Kouton's shares fell because of panic and short selling. Let me explain. The delay was painted to media as default and then large investors like ING VYSYA, KARVY and INDIA INFOLINE sold off. KARVY's action is suspect because only 2 days back they were recommending people to buy KOUTONS. So price manipulation is going on for sure. Once large investors sold off, the stock became open to large brokerages for shorting games and that is what they have been doing. I suspect that many of the sell orders at present are short sell orders. Very soon, of course, they will need to cover the short sales and will need to buy the script.
Koutons has a healthy book value of 165. And at a P/BV of 0.7 and P/E of only 4.7 (industry average is 27.5), it looks very cheap.
Another thing to note is that today outstanding number of sell orders during intraday was nearly 7.5 lakh orders and now it has come down to 34000 only. So 'shorter's may be now fearing to short the script further.
I honestly think that with festival season buying having started some time back, KOUTONS will post better numbers in Q2 and Q3 and promoters will be able to make payments and reduce the number of shares pledged.
Technically, the script can go down to 95. Average only in small quantities only at present. Once it hits the bottom and stabilizes, go for the max averaging. An example: I purchased 700 shares of Koutons at 140, none at 130, 100 more at 117. I will pick 150 more at 105.84, making my average price as 128 and probably stop at that point and buy the rest at the bottom. Another strategy can be to average only after it touches the bottom, but then you will have to watch for the bottom closely.
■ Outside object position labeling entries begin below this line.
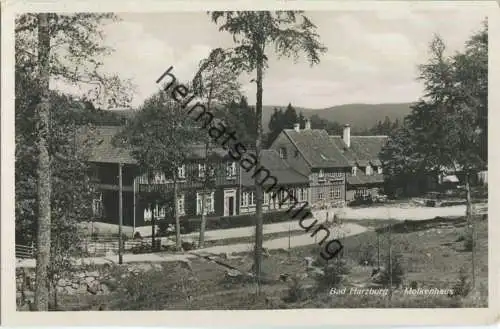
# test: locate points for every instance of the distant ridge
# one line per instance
(359, 116)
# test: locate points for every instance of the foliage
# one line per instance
(334, 272)
(397, 270)
(76, 54)
(446, 129)
(463, 285)
(291, 34)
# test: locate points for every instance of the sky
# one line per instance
(372, 56)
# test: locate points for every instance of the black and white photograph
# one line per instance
(283, 157)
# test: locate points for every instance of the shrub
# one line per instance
(366, 256)
(295, 291)
(463, 287)
(397, 271)
(333, 274)
(468, 241)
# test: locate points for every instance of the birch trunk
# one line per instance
(41, 301)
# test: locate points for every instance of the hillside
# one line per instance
(359, 116)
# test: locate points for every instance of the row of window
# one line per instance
(335, 192)
(249, 199)
(159, 178)
(160, 212)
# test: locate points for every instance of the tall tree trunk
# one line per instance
(178, 243)
(203, 220)
(206, 178)
(470, 221)
(153, 226)
(258, 188)
(43, 168)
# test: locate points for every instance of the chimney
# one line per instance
(308, 124)
(347, 135)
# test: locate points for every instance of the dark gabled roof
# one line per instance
(364, 150)
(102, 149)
(281, 170)
(362, 179)
(317, 148)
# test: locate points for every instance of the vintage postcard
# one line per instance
(281, 163)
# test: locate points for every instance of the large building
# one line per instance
(229, 190)
(339, 168)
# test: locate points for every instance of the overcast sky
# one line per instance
(372, 56)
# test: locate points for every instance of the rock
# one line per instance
(309, 261)
(93, 288)
(186, 264)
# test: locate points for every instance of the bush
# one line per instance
(221, 223)
(366, 256)
(463, 287)
(468, 241)
(397, 271)
(333, 274)
(295, 291)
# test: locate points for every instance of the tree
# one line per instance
(289, 33)
(217, 85)
(65, 48)
(160, 143)
(446, 129)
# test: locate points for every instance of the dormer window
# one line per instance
(231, 169)
(201, 170)
(181, 171)
(321, 175)
(369, 170)
(282, 153)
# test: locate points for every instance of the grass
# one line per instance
(431, 256)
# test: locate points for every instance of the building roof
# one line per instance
(280, 169)
(102, 149)
(317, 148)
(362, 179)
(363, 150)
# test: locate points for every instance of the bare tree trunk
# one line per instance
(153, 226)
(470, 221)
(203, 224)
(43, 168)
(258, 188)
(178, 241)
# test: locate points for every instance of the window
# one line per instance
(201, 170)
(369, 170)
(209, 203)
(248, 199)
(97, 205)
(181, 205)
(231, 169)
(334, 192)
(181, 171)
(302, 194)
(283, 153)
(159, 178)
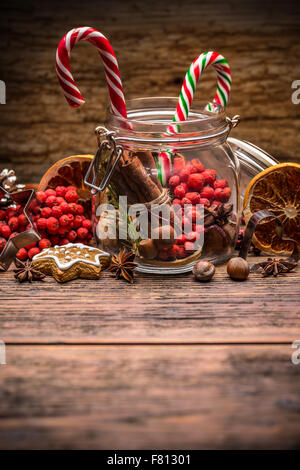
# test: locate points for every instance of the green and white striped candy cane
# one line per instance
(188, 89)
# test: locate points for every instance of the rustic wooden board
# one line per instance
(155, 308)
(162, 397)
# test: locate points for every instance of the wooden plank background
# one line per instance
(167, 362)
(154, 42)
(155, 309)
(141, 397)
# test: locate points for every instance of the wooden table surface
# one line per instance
(166, 363)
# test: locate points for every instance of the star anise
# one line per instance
(122, 265)
(217, 214)
(27, 272)
(275, 266)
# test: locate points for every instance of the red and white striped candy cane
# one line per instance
(188, 89)
(71, 92)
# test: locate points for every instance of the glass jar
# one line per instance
(173, 199)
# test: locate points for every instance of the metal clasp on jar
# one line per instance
(106, 144)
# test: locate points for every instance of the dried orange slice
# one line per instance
(276, 189)
(66, 172)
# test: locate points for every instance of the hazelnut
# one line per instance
(203, 270)
(163, 236)
(148, 249)
(238, 269)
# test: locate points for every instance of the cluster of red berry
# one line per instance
(59, 219)
(191, 184)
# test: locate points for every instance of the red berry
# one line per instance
(71, 196)
(33, 251)
(61, 191)
(44, 243)
(46, 212)
(11, 212)
(207, 193)
(174, 181)
(57, 212)
(193, 214)
(70, 218)
(178, 164)
(54, 240)
(41, 195)
(31, 245)
(209, 177)
(65, 207)
(73, 208)
(176, 202)
(51, 201)
(72, 235)
(220, 184)
(199, 228)
(226, 194)
(62, 231)
(2, 243)
(71, 188)
(43, 234)
(189, 246)
(186, 223)
(13, 234)
(222, 195)
(163, 254)
(79, 209)
(216, 203)
(198, 165)
(78, 221)
(5, 231)
(22, 254)
(185, 201)
(42, 223)
(196, 182)
(181, 253)
(50, 192)
(64, 220)
(180, 191)
(184, 174)
(82, 233)
(193, 197)
(87, 224)
(52, 225)
(189, 166)
(173, 251)
(13, 223)
(205, 202)
(60, 200)
(192, 236)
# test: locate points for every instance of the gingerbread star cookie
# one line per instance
(71, 261)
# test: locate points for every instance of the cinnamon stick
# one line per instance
(138, 179)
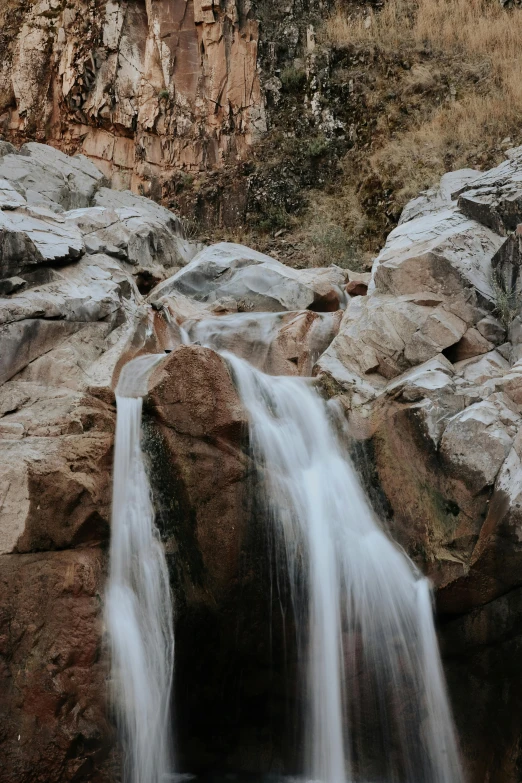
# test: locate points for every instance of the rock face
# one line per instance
(427, 366)
(140, 88)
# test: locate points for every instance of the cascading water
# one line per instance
(138, 612)
(378, 708)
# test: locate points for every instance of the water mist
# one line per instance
(376, 703)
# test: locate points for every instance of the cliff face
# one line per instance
(142, 88)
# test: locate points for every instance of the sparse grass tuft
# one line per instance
(477, 38)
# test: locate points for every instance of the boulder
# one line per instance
(444, 253)
(255, 281)
(55, 466)
(95, 290)
(277, 343)
(440, 197)
(381, 336)
(148, 241)
(477, 440)
(471, 344)
(44, 176)
(494, 199)
(53, 711)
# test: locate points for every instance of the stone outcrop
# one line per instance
(255, 282)
(427, 366)
(69, 319)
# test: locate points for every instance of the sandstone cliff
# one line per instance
(425, 363)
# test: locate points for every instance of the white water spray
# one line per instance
(378, 707)
(138, 610)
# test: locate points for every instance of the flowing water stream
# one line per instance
(376, 700)
(374, 696)
(139, 613)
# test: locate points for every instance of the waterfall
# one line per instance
(377, 707)
(139, 614)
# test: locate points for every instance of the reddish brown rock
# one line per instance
(356, 288)
(53, 711)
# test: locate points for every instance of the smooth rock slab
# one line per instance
(256, 281)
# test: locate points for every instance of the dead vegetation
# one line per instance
(464, 85)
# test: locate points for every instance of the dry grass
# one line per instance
(475, 115)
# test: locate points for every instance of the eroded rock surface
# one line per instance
(427, 365)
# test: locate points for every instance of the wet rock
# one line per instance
(11, 284)
(46, 177)
(55, 466)
(381, 336)
(492, 329)
(256, 282)
(277, 343)
(35, 321)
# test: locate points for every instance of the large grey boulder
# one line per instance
(30, 238)
(440, 196)
(255, 281)
(47, 177)
(477, 440)
(149, 240)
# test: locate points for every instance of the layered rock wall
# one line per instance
(141, 87)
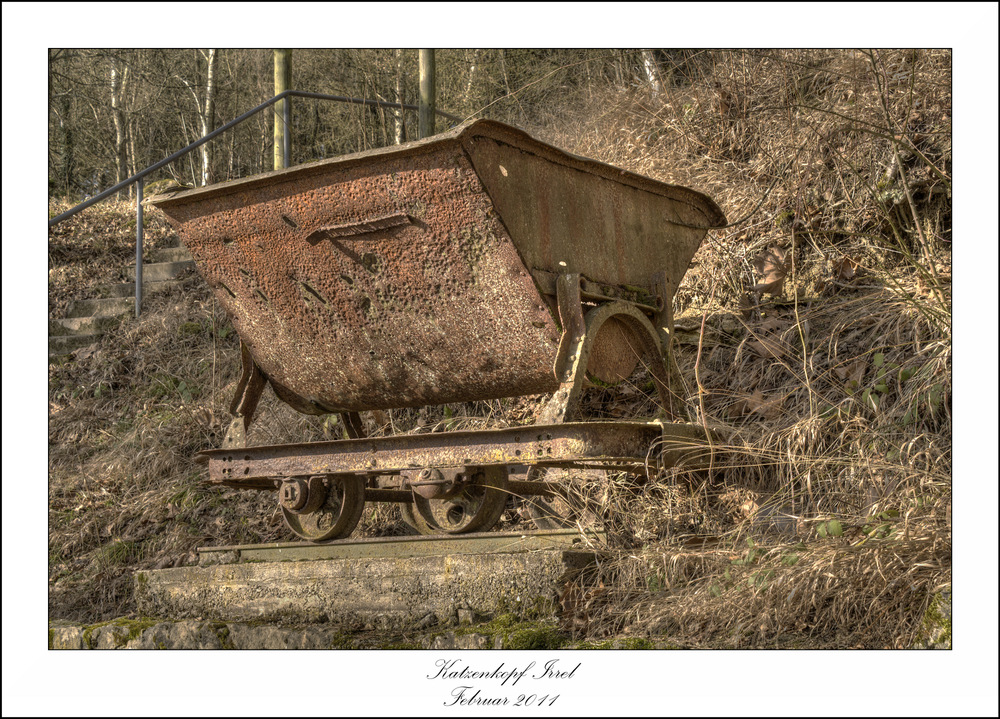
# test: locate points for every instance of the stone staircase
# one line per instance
(87, 320)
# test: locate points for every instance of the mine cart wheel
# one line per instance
(570, 507)
(476, 506)
(414, 519)
(336, 517)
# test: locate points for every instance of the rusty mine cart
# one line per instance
(473, 265)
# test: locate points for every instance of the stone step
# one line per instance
(109, 307)
(161, 271)
(168, 254)
(127, 289)
(81, 325)
(64, 344)
(387, 591)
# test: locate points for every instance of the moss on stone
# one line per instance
(935, 630)
(342, 640)
(515, 632)
(222, 632)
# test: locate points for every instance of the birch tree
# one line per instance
(205, 107)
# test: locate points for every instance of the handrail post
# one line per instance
(138, 246)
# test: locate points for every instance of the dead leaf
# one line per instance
(773, 264)
(770, 347)
(845, 269)
(852, 374)
(768, 409)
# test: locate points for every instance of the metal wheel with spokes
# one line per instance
(475, 505)
(336, 516)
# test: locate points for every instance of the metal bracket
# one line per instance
(570, 364)
(244, 404)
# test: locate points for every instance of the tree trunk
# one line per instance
(652, 71)
(400, 130)
(119, 79)
(426, 93)
(207, 117)
(282, 82)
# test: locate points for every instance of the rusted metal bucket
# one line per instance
(425, 273)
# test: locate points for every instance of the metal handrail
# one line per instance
(138, 177)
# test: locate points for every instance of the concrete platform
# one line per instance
(400, 588)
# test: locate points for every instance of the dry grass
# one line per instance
(825, 519)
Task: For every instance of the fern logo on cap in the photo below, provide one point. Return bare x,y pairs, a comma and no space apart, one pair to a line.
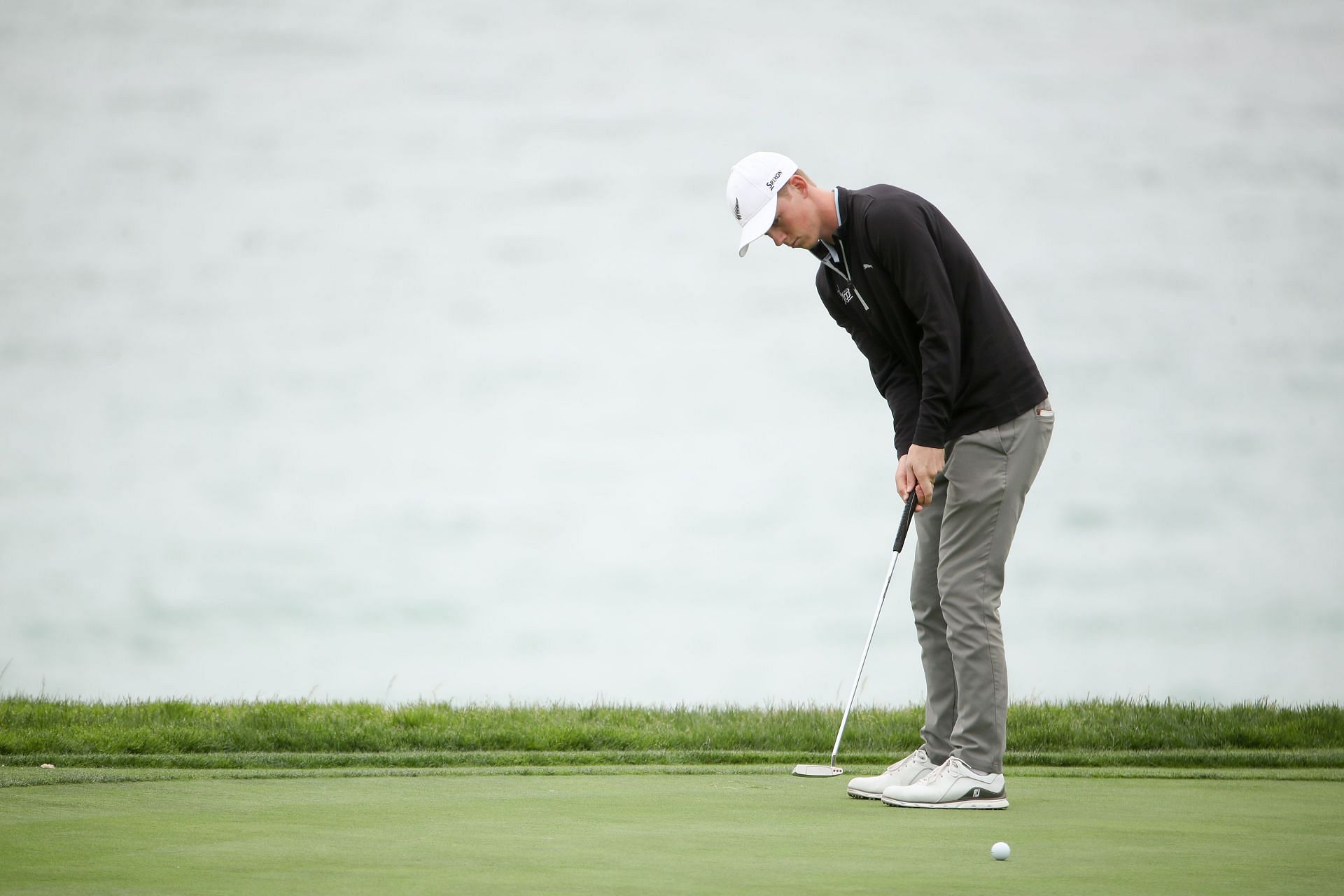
753,192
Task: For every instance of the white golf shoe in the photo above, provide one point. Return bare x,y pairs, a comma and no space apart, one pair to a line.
906,771
953,785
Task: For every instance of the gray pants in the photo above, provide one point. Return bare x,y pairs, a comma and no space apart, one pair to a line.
958,575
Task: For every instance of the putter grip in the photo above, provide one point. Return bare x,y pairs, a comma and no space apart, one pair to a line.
905,523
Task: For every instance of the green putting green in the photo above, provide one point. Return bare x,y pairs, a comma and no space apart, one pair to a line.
663,833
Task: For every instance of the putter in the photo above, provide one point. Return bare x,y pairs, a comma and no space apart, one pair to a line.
832,770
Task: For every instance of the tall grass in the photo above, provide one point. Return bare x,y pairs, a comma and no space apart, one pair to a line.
31,726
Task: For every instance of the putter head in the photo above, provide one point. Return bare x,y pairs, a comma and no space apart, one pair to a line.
818,771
Unfortunate things happen to companies, but do not think Koutons is another Vishal Megamart. It will not close shop so easily. Currently, Koutons Retails has 1196 stores that are operating across the length and breadth of the country. Out of these 62 are company operated. The company does not operate through MBOs. business model comprises a mix of company owned outlets and franchise outlets but the emphasis is on the latter. The company is consolidating it business by converting their standalone stores into family stores, which occupy a larger retail space, increasing their footprint across the country and diversifying by way of introducing new product lines that best define their expansion plans.
UPDATE FROM THE COMPANY ITSELF:
Financially troubled retailer says it can handle its problems and will have a share issue in 2 months. Koutons Retail, the Delhi-based apparel retail chain, plans to launch a premium brand soon as part of a plan to improve cash flows, a top company official said.Koutons follows a retailing model where it gives 50-80 per cent discounts on brands such as Koutons Menswear, Charlie Outlaw, Les Femme and Koutons Junior. "We are planning to launch a premium brand shortly for which we are in talks with various parties," Ajay Mahajan, chief financial officer, said in an e-mailed response.
Mahajan said the company was in the process of shutting 50-60 losing stores to improve cash flows. The company has shut nearly 200 stores in the past 18 months to stem losses. It now runs 1,196 stores across the country, mostly owned by its franchisees. It would also increase the capacity utilisation of the 18 manufacturing units and consolidate production for better efficiency, he said.
Analysts say the company has been facing inventory pile-up for some time, which suggested it was not able to sell its stock. "Their business model was good but there was a problem with operational management. Inventories were in the books for two to three years without stock runs. Mahajan said the company is classifying all operations in a grading system and manufacturing the inventories as needed. "We are reducing the stock keeping units at the store level and setting up regional warehouses to reduce transit inventory,'' he said.
Though there was a buzz about Koutons defaulting to a public sector bank and going for corporate debt structuring, the company has strongly denied this. According to Mahajan, the company has a debt of Rs 660 crore as against net worth of Rs 505 crore and a debt to equity of 1.3 times. The interest outgo is Rs 90 crore this year. "We are profitable enough to take care of our interest burden. Yet, there is some scope for efficiencies and savings in interest costs, as rates are relatively high at 14 per cent. We will work towards that,'' he said. On Monday, Kouton's chairman, D P S Kohli, said the company would be able to raise up to Rs 400 crores through a preferential share issue by the end of December. "We are in discussions with various private equity firms and hope to launch road shows soon," he said.